The official said that even though there are no targets set for the third round – unlike the pilot project which had a target of 1,25,000 interns – the government is expecting that at least 1,00,000 opportunities that will be posted by companies in this round.

“As per the industry thumb rule, we hope that 30% of the candidates will be hired as interns,” the official said.

Expanding the Corporate Pool

The revised guidelines include raising the monthly stipend to Rs 9,000 per month, up from Rs 5,000 in the first two rounds. The corporate social responsibility (CSR) spending creteria has also been waived off to expand the pool of companies (who can participate) from 500 to over 2,000. Previously, companies with the highest CSR spending in the country were allowed to hire the interns through PMIS.

Further, the ministry of corporate affairs (MCA) has also permitted sunrise sectors such as semiconductor manufacturing, global capability centers (GCCs) and renewables to take part in the hiring process.

“The increase in stipend to Rs 9,000 is significant, especially for candidates in tier-II and III markets, where affordability directly impacts decision-making. Equally important is the move to open up participation beyond a limited set of companies. This will improve role diversity across sectors like manufacturing, logistics, and emerging areas such as semiconductors, where there is real demand for entry-level talent,” said Deepesh Gupta, director and head (general staffing) at Adecco India.

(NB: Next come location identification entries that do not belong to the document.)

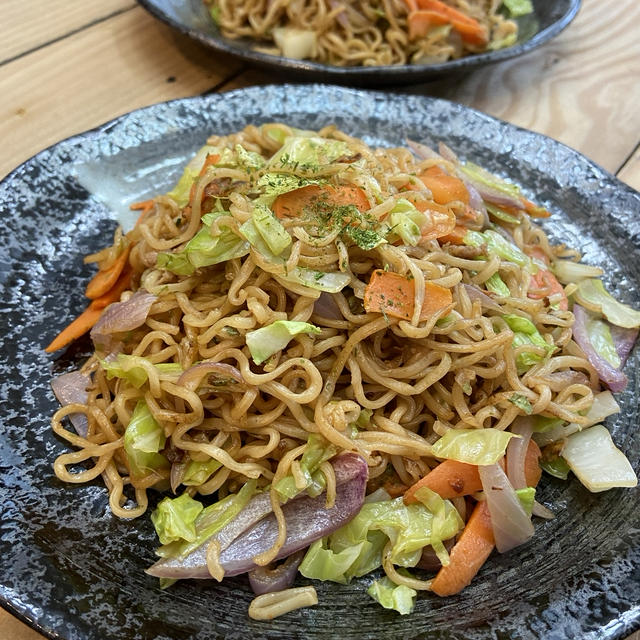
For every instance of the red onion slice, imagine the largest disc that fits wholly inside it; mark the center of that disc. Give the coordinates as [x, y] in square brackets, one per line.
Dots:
[71, 388]
[253, 531]
[511, 525]
[123, 316]
[614, 378]
[268, 580]
[517, 452]
[623, 339]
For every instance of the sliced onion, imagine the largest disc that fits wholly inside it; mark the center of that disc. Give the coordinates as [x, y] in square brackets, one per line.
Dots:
[71, 388]
[123, 316]
[623, 339]
[517, 451]
[255, 528]
[615, 379]
[475, 293]
[511, 525]
[270, 579]
[326, 307]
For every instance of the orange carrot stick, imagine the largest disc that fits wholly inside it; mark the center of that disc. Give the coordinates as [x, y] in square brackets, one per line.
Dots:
[393, 294]
[468, 554]
[444, 188]
[87, 319]
[294, 203]
[78, 327]
[104, 280]
[452, 479]
[469, 29]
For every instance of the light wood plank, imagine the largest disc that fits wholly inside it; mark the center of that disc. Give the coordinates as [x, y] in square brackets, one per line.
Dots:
[630, 174]
[583, 88]
[27, 24]
[126, 62]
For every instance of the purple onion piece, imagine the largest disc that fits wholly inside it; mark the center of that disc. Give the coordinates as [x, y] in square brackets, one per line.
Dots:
[123, 316]
[269, 579]
[614, 378]
[326, 307]
[623, 339]
[254, 530]
[71, 388]
[517, 452]
[475, 293]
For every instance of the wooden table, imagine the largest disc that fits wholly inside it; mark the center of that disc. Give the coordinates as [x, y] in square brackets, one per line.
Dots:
[69, 65]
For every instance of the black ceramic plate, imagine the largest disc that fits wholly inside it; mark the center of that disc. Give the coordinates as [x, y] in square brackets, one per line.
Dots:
[73, 571]
[192, 18]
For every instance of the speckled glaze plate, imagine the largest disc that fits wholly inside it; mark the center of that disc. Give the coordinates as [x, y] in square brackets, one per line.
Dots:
[192, 18]
[72, 571]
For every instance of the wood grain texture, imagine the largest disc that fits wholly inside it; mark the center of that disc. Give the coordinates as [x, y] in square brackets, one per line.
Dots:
[630, 173]
[27, 24]
[582, 88]
[126, 62]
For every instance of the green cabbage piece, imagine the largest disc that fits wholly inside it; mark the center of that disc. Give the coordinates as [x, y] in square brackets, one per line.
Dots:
[356, 549]
[143, 439]
[175, 519]
[592, 294]
[317, 451]
[204, 249]
[406, 222]
[518, 8]
[250, 161]
[473, 446]
[400, 598]
[133, 369]
[266, 341]
[557, 467]
[477, 173]
[527, 497]
[198, 472]
[308, 154]
[209, 521]
[600, 337]
[496, 285]
[180, 193]
[525, 332]
[270, 228]
[495, 243]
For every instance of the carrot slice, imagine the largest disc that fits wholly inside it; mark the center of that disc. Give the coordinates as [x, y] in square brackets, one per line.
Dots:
[106, 279]
[293, 203]
[469, 29]
[87, 319]
[393, 294]
[468, 554]
[78, 327]
[451, 479]
[421, 22]
[444, 188]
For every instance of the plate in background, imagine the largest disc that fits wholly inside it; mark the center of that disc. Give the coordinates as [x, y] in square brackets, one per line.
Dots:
[72, 571]
[192, 18]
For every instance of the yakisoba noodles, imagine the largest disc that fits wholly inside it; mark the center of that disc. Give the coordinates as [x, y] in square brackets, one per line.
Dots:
[304, 315]
[378, 33]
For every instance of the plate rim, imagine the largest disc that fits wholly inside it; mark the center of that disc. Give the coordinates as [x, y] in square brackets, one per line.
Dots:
[208, 99]
[359, 74]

To attract a higher pool of candidates, there’s now a relaxation in the age and qualification criteria. Candidates within 18-25 age bracket can apply under the revised norms, up from a narrow zone of 21-24 years previously. This will open up the scheme to a larger talent pool, especially the younger population who have ITI certification or polytechnic diplomas, giving them the option to start working earlier.

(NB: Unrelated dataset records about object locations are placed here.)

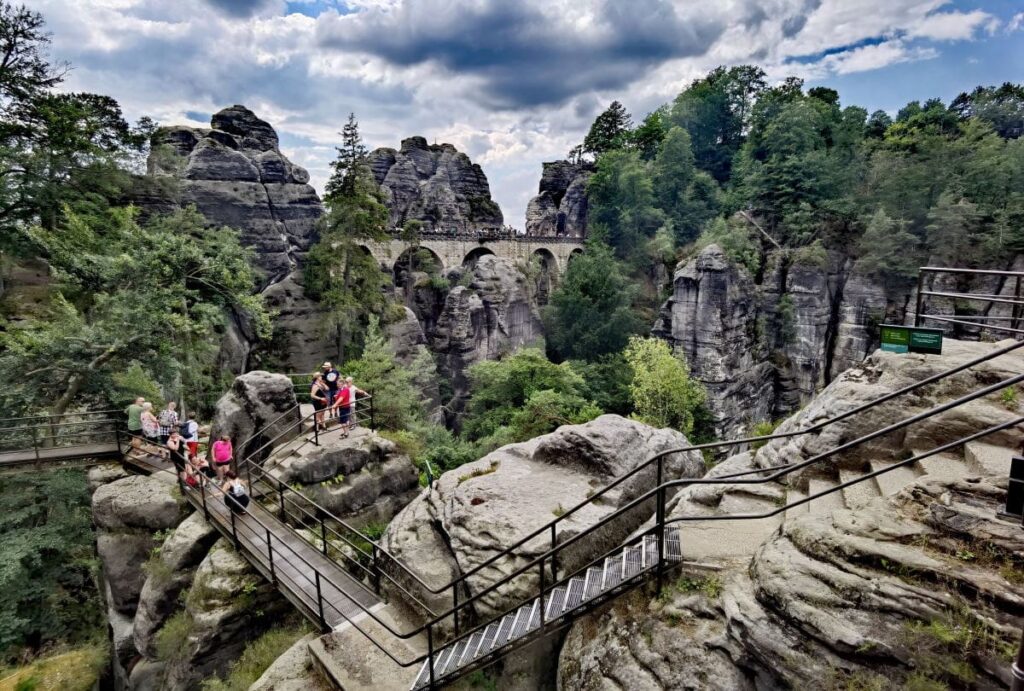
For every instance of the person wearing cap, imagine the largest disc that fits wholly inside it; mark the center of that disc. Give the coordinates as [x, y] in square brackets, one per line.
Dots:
[333, 380]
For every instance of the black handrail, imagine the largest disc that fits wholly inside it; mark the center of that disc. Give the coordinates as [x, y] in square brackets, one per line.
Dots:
[657, 458]
[660, 492]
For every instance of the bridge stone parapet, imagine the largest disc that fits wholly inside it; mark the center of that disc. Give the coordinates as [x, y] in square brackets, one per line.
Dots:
[458, 249]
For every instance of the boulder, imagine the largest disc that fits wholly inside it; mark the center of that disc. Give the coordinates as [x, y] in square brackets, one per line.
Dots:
[227, 606]
[363, 477]
[560, 207]
[484, 507]
[236, 175]
[168, 576]
[435, 184]
[136, 503]
[255, 400]
[493, 316]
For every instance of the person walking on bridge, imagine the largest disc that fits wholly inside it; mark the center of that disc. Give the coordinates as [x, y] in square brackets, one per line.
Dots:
[134, 413]
[333, 380]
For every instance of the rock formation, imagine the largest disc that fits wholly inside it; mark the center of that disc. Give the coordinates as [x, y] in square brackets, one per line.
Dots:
[361, 478]
[435, 184]
[236, 175]
[560, 208]
[481, 508]
[489, 312]
[255, 400]
[763, 349]
[906, 581]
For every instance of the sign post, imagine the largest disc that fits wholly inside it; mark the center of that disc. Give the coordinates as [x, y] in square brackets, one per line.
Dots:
[898, 339]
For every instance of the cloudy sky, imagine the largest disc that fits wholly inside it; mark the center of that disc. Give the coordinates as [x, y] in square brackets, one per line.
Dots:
[511, 82]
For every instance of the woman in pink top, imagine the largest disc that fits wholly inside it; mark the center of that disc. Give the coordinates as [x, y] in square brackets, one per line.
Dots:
[222, 454]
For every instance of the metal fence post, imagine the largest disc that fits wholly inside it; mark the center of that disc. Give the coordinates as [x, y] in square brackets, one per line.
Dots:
[541, 596]
[921, 299]
[320, 602]
[269, 554]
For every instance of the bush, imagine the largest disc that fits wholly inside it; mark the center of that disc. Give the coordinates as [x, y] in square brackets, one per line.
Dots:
[663, 391]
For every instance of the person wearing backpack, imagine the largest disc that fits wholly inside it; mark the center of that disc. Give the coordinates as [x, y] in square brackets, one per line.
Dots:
[189, 430]
[168, 421]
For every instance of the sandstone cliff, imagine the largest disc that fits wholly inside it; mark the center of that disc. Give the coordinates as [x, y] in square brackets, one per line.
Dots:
[762, 349]
[907, 580]
[435, 184]
[560, 207]
[236, 175]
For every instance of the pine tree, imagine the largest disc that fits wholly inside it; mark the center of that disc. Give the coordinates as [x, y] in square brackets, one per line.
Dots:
[609, 130]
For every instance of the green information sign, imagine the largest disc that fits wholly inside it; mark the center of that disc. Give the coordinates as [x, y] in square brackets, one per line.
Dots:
[896, 339]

Experts said that the course correction in the PMIS reflects a clear shift from a volume-led pilot to a more market-aligned workforce model. “The tweaks are going to have a significant impact on the scheme’s effectiveness and response levels. We expect the quality of candidates applying for internships to also improve,” said Sougata Roy Choudhury, executive director at Confederation of Indian Industry (CII).

By accommodating the preferences of companies engaged in the services sector who typically require workers for a shorter-duration, the government has given the flexibility to companies to hire interns for shorter duration (6-9 months) as against a fixed 12-month tenure previously.

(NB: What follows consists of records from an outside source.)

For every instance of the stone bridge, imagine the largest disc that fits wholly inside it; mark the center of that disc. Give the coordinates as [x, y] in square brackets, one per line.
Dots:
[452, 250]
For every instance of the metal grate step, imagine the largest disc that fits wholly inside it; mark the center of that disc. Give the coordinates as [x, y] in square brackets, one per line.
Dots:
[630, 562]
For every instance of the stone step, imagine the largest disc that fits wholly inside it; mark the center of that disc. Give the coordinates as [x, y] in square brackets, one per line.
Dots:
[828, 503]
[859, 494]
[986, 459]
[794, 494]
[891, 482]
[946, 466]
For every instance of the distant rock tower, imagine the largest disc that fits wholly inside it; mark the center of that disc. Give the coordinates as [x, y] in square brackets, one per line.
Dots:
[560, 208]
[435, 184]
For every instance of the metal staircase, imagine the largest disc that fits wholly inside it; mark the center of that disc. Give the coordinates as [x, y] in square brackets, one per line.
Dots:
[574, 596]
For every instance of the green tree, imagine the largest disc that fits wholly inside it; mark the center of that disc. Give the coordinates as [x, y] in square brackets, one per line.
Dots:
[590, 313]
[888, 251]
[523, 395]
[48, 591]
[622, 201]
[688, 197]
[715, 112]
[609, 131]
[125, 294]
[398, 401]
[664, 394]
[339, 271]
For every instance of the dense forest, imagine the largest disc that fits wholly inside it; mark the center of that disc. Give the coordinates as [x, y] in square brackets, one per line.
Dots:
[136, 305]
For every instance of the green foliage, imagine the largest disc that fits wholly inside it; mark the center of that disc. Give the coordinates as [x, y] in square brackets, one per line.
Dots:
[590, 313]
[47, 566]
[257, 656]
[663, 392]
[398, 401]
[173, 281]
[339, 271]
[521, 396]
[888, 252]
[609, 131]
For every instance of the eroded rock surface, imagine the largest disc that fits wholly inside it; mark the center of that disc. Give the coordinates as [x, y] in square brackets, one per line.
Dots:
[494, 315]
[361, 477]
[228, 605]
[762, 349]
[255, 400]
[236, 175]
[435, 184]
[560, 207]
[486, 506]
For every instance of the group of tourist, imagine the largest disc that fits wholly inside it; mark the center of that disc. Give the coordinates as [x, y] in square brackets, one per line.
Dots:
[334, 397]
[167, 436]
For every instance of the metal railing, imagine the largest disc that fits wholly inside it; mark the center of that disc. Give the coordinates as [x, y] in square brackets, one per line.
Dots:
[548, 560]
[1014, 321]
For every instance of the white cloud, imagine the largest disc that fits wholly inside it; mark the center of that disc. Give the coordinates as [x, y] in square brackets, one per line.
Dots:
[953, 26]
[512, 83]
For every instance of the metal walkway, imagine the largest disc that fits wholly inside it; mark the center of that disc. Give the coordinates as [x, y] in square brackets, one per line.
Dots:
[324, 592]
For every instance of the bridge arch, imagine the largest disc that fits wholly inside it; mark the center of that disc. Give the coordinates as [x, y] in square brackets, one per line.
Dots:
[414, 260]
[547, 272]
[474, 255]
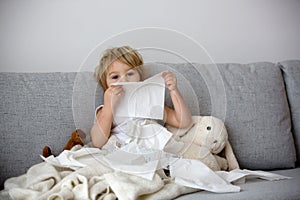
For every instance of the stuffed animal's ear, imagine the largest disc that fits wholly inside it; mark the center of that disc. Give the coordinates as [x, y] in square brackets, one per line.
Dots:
[232, 161]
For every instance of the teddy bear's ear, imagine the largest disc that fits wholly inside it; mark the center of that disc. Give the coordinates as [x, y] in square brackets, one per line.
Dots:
[231, 159]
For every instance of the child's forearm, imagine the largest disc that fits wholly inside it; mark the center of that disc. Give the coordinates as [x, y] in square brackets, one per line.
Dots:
[182, 112]
[100, 131]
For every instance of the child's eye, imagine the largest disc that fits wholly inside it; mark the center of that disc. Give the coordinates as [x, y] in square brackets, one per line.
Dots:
[114, 77]
[130, 73]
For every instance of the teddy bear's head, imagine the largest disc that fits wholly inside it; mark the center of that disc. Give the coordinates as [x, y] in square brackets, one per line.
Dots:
[213, 134]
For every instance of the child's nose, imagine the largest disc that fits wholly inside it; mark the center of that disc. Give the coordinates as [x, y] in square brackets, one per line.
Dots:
[123, 79]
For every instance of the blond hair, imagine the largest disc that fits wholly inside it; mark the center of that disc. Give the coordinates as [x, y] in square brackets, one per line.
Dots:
[124, 54]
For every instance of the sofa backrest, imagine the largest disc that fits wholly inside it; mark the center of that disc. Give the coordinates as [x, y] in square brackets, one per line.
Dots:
[291, 74]
[39, 109]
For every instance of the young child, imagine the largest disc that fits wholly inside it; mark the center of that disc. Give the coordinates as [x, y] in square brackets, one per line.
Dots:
[124, 64]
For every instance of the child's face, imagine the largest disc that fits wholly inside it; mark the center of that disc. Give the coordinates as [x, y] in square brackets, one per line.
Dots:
[120, 72]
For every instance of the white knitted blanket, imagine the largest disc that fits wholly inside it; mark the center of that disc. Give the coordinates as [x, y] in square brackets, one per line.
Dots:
[86, 173]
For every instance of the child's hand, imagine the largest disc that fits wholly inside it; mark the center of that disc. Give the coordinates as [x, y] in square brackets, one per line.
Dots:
[112, 96]
[170, 80]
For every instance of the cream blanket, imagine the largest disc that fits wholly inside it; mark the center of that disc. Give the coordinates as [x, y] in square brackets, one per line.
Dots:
[85, 173]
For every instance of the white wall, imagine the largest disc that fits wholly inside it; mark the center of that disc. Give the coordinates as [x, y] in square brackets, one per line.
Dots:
[58, 35]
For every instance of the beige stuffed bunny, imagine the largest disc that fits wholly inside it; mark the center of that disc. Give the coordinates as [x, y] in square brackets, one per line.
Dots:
[205, 140]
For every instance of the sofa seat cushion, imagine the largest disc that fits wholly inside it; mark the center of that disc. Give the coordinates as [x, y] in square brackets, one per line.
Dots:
[257, 189]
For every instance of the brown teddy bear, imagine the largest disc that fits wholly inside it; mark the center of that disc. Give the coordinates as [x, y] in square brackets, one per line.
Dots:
[77, 137]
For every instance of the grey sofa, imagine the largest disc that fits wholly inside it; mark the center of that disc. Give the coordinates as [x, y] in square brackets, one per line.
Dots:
[259, 103]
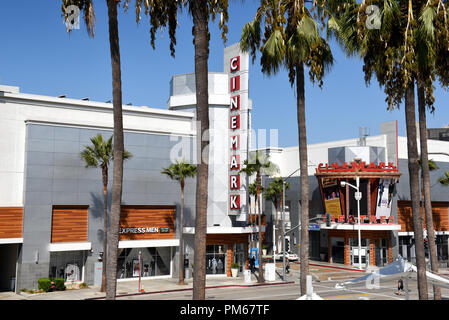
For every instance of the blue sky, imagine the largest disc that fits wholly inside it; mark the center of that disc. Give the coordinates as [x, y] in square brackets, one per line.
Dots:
[40, 57]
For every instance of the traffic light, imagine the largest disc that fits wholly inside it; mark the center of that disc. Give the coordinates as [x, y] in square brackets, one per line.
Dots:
[328, 219]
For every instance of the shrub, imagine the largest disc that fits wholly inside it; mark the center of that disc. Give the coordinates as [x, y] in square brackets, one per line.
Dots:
[44, 284]
[59, 284]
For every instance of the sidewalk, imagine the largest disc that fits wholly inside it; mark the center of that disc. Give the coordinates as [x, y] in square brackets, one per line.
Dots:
[150, 287]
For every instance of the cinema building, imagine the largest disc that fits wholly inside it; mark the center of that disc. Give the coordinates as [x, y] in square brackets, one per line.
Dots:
[51, 205]
[381, 166]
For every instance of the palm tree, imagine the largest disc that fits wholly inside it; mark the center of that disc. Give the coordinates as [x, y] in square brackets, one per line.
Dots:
[427, 204]
[291, 39]
[86, 6]
[163, 13]
[390, 53]
[252, 192]
[260, 164]
[99, 154]
[274, 193]
[179, 171]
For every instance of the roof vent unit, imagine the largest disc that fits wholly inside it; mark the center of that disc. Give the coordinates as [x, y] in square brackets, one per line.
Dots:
[363, 133]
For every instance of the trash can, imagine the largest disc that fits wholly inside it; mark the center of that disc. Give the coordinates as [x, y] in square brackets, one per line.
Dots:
[270, 272]
[247, 275]
[13, 283]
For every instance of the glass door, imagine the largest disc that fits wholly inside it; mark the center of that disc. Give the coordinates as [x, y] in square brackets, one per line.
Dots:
[354, 252]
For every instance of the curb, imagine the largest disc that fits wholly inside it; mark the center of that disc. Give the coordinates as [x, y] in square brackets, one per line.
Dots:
[188, 289]
[333, 267]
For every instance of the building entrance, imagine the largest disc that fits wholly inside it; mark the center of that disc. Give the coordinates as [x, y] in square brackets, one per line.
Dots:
[381, 252]
[354, 251]
[338, 250]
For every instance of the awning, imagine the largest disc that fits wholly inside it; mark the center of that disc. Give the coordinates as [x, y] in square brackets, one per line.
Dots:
[223, 230]
[148, 243]
[363, 226]
[69, 246]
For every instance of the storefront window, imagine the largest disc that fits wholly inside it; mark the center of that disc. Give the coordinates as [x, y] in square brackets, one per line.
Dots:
[153, 262]
[215, 259]
[67, 265]
[442, 247]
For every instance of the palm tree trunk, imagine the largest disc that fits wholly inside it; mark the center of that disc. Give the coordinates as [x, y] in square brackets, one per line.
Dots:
[413, 169]
[426, 185]
[181, 238]
[117, 182]
[261, 275]
[105, 227]
[302, 135]
[200, 30]
[276, 229]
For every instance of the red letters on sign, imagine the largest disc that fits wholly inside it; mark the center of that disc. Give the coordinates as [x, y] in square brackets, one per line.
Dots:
[235, 103]
[234, 122]
[234, 182]
[235, 162]
[235, 142]
[235, 83]
[235, 64]
[234, 201]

“Moving away from rigid 12-month tenures and restrictive CSR mandates lets companies across sectors participate with the agility they need. This dual approach to reducing friction for both our youth and the industry creates a true win-win ecosystem, ensuring the scheme can drive meaningful participation and realise its full potential this year,” said Nipun Sharma, CEO of TeamLease Degree Apprenticeship.

Addressing Attrition

In December, the government had flagged 20% dropout rate in the scheme primarily due to the location constraints and longer duration of the internships. As per data, the two rounds of the pilot projects, just 8,768 interns have completed their internships thus far, and 7,292 interns left their respective companies without completing the training. As such the scheme is witnessing a low acceptance rate with just about 33,000 candidates reported to have accepted the internships – far short of the 125,000 target.

Announced in the Budget 2024-25, PMIS aims to provide internship opportunities to 10 million people over five years. The scheme is designed to enhance industry-relevant skills, improve job readiness, and foster professional exposure through structured internships in India’s top-performing companies and institutions to create job-ready, skilled workforce.